Aim: Stemflow has been increasingly recognized as an indispensable component in water and nutrient budgets within vegetated ecosystems. Here we aim to quantify the stemflow percentage (St, %) of incident precipitation (i.e., stemflow production) at a global scale, and to provide a systematic evaluation on how biotic and abiotic factors affect St.

Location: Global

Time period: 1970 – 2019

Major taxa studied: Woody plants (trees and shrubs)
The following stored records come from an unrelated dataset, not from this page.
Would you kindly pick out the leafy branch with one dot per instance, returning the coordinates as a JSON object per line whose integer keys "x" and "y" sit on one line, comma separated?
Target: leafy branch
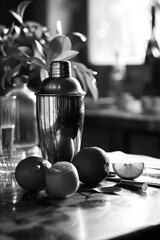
{"x": 29, "y": 45}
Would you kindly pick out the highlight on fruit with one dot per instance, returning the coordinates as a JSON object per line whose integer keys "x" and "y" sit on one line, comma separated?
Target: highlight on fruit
{"x": 92, "y": 164}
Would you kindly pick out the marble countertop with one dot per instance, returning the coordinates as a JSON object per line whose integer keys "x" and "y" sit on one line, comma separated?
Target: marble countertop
{"x": 87, "y": 215}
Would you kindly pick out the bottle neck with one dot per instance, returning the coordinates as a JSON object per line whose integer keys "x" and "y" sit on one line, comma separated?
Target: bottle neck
{"x": 60, "y": 69}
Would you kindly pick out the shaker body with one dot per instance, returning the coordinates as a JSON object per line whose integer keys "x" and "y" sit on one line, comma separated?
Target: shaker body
{"x": 60, "y": 122}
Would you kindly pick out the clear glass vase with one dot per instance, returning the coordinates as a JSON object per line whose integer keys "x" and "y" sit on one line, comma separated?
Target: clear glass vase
{"x": 26, "y": 133}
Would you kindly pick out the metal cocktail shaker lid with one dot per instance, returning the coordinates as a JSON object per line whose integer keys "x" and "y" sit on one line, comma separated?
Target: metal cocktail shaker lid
{"x": 60, "y": 81}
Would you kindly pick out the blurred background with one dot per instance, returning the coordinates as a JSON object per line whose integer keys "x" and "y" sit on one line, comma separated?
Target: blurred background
{"x": 122, "y": 46}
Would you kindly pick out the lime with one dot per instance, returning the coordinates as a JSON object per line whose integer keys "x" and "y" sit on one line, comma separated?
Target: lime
{"x": 62, "y": 179}
{"x": 30, "y": 173}
{"x": 128, "y": 170}
{"x": 92, "y": 164}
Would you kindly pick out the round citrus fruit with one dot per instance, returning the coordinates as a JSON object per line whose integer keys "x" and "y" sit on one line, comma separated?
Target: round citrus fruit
{"x": 62, "y": 179}
{"x": 92, "y": 164}
{"x": 128, "y": 170}
{"x": 30, "y": 173}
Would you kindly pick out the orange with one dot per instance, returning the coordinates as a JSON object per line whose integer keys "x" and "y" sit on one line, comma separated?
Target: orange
{"x": 128, "y": 170}
{"x": 92, "y": 164}
{"x": 30, "y": 173}
{"x": 62, "y": 179}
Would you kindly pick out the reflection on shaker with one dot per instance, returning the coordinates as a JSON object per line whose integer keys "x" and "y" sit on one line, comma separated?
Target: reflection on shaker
{"x": 8, "y": 118}
{"x": 60, "y": 114}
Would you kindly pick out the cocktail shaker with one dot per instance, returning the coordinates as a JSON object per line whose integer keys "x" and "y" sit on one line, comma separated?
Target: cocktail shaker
{"x": 60, "y": 113}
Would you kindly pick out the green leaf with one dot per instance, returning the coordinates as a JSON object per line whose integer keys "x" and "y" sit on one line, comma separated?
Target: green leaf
{"x": 22, "y": 7}
{"x": 91, "y": 83}
{"x": 80, "y": 35}
{"x": 16, "y": 53}
{"x": 9, "y": 74}
{"x": 66, "y": 55}
{"x": 17, "y": 16}
{"x": 86, "y": 78}
{"x": 80, "y": 76}
{"x": 35, "y": 28}
{"x": 56, "y": 46}
{"x": 36, "y": 61}
{"x": 43, "y": 74}
{"x": 38, "y": 50}
{"x": 4, "y": 79}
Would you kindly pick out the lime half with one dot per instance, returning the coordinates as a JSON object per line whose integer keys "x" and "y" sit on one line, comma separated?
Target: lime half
{"x": 128, "y": 170}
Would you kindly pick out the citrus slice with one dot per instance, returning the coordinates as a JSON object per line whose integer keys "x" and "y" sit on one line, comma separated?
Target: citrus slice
{"x": 128, "y": 170}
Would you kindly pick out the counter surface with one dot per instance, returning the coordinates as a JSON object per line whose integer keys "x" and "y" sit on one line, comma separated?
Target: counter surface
{"x": 84, "y": 216}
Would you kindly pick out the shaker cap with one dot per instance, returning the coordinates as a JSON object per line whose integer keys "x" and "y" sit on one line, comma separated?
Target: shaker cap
{"x": 60, "y": 81}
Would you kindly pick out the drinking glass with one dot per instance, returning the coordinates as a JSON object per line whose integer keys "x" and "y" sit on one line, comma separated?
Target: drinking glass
{"x": 7, "y": 122}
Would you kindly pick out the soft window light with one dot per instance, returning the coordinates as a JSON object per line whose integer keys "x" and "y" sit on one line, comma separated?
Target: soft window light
{"x": 118, "y": 26}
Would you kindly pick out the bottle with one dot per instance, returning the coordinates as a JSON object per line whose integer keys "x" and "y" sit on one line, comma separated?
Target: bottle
{"x": 60, "y": 113}
{"x": 152, "y": 59}
{"x": 26, "y": 132}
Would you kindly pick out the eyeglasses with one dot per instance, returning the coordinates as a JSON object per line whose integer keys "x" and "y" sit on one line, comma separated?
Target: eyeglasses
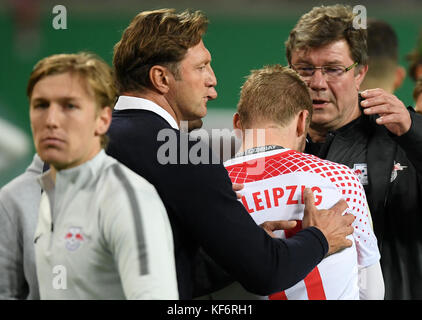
{"x": 332, "y": 72}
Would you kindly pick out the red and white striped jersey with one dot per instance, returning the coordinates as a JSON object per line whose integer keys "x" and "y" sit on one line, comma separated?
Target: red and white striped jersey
{"x": 274, "y": 183}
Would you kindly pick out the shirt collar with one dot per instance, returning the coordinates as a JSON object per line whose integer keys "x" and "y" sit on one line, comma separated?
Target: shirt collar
{"x": 127, "y": 102}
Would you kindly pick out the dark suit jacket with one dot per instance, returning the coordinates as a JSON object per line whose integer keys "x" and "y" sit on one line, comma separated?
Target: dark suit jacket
{"x": 203, "y": 210}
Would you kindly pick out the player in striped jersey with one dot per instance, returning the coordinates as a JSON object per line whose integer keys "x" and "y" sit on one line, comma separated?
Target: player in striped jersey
{"x": 273, "y": 117}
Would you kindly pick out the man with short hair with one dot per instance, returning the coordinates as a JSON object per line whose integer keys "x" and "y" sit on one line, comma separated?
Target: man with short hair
{"x": 164, "y": 76}
{"x": 380, "y": 139}
{"x": 102, "y": 232}
{"x": 383, "y": 69}
{"x": 274, "y": 101}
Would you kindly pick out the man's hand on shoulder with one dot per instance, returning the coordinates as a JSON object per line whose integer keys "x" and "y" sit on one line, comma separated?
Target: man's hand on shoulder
{"x": 331, "y": 222}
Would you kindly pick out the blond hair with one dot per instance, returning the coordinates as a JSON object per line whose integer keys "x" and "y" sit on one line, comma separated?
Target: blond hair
{"x": 273, "y": 93}
{"x": 92, "y": 69}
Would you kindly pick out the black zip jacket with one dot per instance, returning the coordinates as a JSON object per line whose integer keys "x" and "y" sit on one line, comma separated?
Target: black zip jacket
{"x": 394, "y": 193}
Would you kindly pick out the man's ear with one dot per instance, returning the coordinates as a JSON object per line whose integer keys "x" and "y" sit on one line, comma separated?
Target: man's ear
{"x": 103, "y": 121}
{"x": 159, "y": 77}
{"x": 302, "y": 124}
{"x": 399, "y": 77}
{"x": 362, "y": 70}
{"x": 237, "y": 126}
{"x": 236, "y": 121}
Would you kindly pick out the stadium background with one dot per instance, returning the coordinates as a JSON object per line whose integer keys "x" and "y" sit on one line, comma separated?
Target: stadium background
{"x": 242, "y": 35}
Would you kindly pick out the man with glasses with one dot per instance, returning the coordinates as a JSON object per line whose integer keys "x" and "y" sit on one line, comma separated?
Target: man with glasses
{"x": 379, "y": 138}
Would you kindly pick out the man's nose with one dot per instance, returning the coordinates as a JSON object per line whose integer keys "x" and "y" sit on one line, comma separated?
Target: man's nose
{"x": 317, "y": 81}
{"x": 52, "y": 116}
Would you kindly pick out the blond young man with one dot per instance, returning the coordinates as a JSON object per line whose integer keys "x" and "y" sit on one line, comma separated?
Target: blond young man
{"x": 102, "y": 232}
{"x": 275, "y": 103}
{"x": 164, "y": 76}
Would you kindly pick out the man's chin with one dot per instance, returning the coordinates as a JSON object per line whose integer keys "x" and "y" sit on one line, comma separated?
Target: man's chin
{"x": 194, "y": 124}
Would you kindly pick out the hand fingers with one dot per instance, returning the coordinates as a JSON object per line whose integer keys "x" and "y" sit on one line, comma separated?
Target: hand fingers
{"x": 392, "y": 118}
{"x": 381, "y": 109}
{"x": 308, "y": 198}
{"x": 369, "y": 93}
{"x": 348, "y": 219}
{"x": 340, "y": 206}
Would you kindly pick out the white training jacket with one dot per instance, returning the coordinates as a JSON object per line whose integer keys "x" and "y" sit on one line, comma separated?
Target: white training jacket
{"x": 103, "y": 233}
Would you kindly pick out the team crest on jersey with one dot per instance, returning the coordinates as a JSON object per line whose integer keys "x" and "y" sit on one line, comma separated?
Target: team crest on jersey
{"x": 397, "y": 167}
{"x": 361, "y": 170}
{"x": 74, "y": 238}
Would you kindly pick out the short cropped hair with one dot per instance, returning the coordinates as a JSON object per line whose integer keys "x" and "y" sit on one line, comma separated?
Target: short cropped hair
{"x": 97, "y": 74}
{"x": 159, "y": 37}
{"x": 273, "y": 93}
{"x": 324, "y": 25}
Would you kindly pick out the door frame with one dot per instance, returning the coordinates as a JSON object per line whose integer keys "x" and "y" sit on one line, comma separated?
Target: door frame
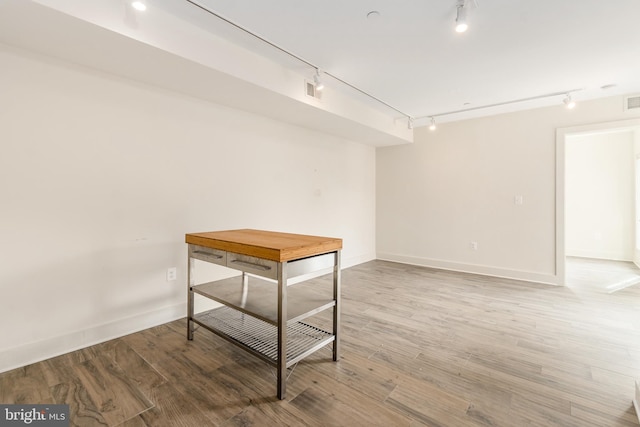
{"x": 561, "y": 135}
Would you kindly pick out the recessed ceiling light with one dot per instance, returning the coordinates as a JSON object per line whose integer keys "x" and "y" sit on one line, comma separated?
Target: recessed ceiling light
{"x": 374, "y": 14}
{"x": 139, "y": 5}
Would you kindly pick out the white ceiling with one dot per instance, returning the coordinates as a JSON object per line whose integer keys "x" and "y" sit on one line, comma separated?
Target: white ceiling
{"x": 409, "y": 57}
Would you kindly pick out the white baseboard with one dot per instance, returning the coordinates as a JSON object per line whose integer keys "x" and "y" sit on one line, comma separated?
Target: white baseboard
{"x": 610, "y": 256}
{"x": 527, "y": 276}
{"x": 26, "y": 354}
{"x": 636, "y": 400}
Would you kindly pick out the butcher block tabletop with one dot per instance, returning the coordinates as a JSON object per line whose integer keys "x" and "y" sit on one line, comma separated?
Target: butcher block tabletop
{"x": 270, "y": 245}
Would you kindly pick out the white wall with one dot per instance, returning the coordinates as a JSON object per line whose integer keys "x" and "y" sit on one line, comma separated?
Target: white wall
{"x": 458, "y": 185}
{"x": 636, "y": 256}
{"x": 101, "y": 177}
{"x": 599, "y": 188}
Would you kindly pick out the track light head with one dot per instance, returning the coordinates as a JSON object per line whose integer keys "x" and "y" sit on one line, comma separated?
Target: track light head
{"x": 139, "y": 5}
{"x": 318, "y": 82}
{"x": 568, "y": 102}
{"x": 461, "y": 18}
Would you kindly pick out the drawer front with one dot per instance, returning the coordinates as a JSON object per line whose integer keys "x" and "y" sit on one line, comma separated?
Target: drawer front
{"x": 202, "y": 253}
{"x": 253, "y": 265}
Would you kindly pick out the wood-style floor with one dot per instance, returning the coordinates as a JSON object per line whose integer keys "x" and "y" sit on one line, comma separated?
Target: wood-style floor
{"x": 420, "y": 347}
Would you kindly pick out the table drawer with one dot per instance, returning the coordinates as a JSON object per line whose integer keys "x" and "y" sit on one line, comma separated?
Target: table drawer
{"x": 202, "y": 253}
{"x": 253, "y": 265}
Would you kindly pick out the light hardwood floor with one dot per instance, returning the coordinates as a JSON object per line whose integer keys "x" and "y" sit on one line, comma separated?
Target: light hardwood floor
{"x": 420, "y": 347}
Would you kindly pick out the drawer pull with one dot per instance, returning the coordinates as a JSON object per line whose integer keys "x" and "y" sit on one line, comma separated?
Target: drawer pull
{"x": 216, "y": 256}
{"x": 251, "y": 265}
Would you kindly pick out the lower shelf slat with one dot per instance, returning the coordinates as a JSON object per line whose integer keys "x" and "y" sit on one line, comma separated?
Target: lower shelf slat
{"x": 260, "y": 337}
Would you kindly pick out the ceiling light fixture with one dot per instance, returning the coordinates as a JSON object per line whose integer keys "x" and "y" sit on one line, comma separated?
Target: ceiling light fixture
{"x": 568, "y": 102}
{"x": 139, "y": 5}
{"x": 275, "y": 46}
{"x": 318, "y": 81}
{"x": 461, "y": 17}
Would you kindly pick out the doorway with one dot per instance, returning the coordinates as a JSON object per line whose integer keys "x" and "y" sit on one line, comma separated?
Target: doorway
{"x": 598, "y": 205}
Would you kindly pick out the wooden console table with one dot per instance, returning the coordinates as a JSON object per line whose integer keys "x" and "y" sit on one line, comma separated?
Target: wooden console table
{"x": 265, "y": 317}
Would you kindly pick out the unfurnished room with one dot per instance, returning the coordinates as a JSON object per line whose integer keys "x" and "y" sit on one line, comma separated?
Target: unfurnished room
{"x": 290, "y": 213}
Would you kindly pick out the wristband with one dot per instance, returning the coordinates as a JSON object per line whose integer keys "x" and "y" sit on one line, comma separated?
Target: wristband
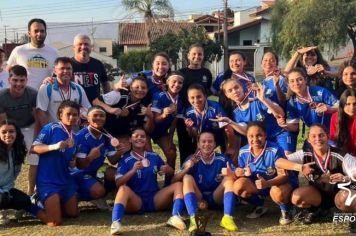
{"x": 54, "y": 147}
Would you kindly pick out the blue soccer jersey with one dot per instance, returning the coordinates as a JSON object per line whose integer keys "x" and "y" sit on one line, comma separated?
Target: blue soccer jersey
{"x": 300, "y": 109}
{"x": 264, "y": 165}
{"x": 244, "y": 79}
{"x": 87, "y": 141}
{"x": 257, "y": 111}
{"x": 270, "y": 89}
{"x": 144, "y": 182}
{"x": 203, "y": 123}
{"x": 160, "y": 101}
{"x": 53, "y": 165}
{"x": 208, "y": 175}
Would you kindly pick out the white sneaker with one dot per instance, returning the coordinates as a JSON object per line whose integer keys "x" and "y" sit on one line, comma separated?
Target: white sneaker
{"x": 176, "y": 222}
{"x": 3, "y": 218}
{"x": 115, "y": 228}
{"x": 257, "y": 212}
{"x": 101, "y": 204}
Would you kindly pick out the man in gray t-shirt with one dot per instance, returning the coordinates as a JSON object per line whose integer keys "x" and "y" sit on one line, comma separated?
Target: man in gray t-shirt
{"x": 18, "y": 102}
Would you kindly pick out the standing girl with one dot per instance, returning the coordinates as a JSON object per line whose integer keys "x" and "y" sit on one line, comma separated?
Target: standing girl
{"x": 343, "y": 123}
{"x": 56, "y": 146}
{"x": 166, "y": 107}
{"x": 194, "y": 73}
{"x": 12, "y": 154}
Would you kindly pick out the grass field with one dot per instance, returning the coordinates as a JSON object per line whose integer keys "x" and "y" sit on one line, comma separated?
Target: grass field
{"x": 93, "y": 222}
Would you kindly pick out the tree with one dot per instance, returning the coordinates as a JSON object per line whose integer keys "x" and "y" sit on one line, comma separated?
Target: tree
{"x": 134, "y": 61}
{"x": 152, "y": 11}
{"x": 212, "y": 50}
{"x": 298, "y": 23}
{"x": 173, "y": 44}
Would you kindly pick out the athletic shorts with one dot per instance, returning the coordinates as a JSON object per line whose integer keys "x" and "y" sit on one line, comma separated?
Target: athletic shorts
{"x": 65, "y": 192}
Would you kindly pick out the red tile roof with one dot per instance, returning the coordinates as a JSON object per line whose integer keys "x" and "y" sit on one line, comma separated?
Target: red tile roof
{"x": 134, "y": 33}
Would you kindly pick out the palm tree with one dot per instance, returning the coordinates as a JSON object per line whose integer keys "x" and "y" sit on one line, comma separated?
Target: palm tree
{"x": 151, "y": 10}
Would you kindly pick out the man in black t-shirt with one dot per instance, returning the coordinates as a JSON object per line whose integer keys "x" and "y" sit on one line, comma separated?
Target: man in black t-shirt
{"x": 88, "y": 72}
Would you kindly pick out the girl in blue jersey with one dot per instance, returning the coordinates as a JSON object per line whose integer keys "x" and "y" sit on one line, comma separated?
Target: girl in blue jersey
{"x": 138, "y": 191}
{"x": 127, "y": 110}
{"x": 311, "y": 104}
{"x": 259, "y": 177}
{"x": 202, "y": 182}
{"x": 156, "y": 78}
{"x": 323, "y": 167}
{"x": 166, "y": 107}
{"x": 94, "y": 145}
{"x": 261, "y": 109}
{"x": 56, "y": 146}
{"x": 237, "y": 63}
{"x": 275, "y": 83}
{"x": 199, "y": 118}
{"x": 12, "y": 154}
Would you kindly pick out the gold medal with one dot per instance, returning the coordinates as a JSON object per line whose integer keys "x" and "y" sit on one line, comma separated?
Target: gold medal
{"x": 145, "y": 163}
{"x": 247, "y": 171}
{"x": 114, "y": 142}
{"x": 70, "y": 142}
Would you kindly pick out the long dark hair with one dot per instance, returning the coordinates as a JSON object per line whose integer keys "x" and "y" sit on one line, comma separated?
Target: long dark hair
{"x": 342, "y": 131}
{"x": 19, "y": 149}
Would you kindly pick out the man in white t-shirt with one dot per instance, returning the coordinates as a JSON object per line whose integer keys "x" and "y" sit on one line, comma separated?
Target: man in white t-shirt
{"x": 35, "y": 56}
{"x": 50, "y": 96}
{"x": 4, "y": 75}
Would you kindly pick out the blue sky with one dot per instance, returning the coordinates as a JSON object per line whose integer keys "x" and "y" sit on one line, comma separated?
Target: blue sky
{"x": 15, "y": 14}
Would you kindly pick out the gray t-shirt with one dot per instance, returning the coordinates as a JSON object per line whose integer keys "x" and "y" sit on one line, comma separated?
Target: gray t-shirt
{"x": 19, "y": 109}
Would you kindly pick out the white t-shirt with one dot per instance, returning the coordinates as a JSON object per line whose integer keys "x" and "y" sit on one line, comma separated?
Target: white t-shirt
{"x": 57, "y": 96}
{"x": 39, "y": 62}
{"x": 4, "y": 79}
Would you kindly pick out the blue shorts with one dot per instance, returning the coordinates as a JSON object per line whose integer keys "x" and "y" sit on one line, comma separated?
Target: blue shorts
{"x": 84, "y": 183}
{"x": 209, "y": 198}
{"x": 65, "y": 192}
{"x": 148, "y": 204}
{"x": 286, "y": 140}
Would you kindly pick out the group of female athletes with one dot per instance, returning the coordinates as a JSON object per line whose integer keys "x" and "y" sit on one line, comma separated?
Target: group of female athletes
{"x": 255, "y": 125}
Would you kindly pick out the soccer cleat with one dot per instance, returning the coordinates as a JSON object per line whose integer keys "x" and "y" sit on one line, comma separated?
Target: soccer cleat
{"x": 193, "y": 224}
{"x": 176, "y": 222}
{"x": 257, "y": 212}
{"x": 115, "y": 228}
{"x": 227, "y": 222}
{"x": 3, "y": 218}
{"x": 101, "y": 204}
{"x": 285, "y": 218}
Methods: We compiled a global stemflow dataset from 234 peer-reviewed papers, which included 488 observations of St and the related biotic (stand characteristics) and abiotic factors (climate variables) at 283 sites within terrestrial woody plant ecosystems. We explored the global pattern of St and performed a machine learning method (boosted regression trees) to model the effects of biotic and abiotic variables on St.

Results: Globally, the median (interquartile range, IQR) St was 2.7 % (1.0 – 6.3 %). We found that St in arid zones (type B in Köppen-Geiger climate classification) was significant higher (P < 0.01) than in other climate types, and we also detected a significant difference (P < 0.01) in St between trees (median: 2.4 %; IQR: 1.0 – 5.3 %) and shrubs (median: 7.2 %; IQR: 5.2 – 11.9 %). Predictor variables that substantially accounted for the explained deviance of the final model included vegetation height (27.0 %), mean annual precipitation (16.1 %), mean annual temperature (14.4 %), stand density (10.8 %), stand age (8.9 %), and bark type (5.5 %). In contrast, leaf area index, diameter at breast height, basal area, phenology type, life form, and leaf type were classified as low importance.

Main conclusions: Our synthesis provides a cross-site comparison of St, and gives a holistic view on how climate variables and stand characteristics contribute to and affect global stemflow production.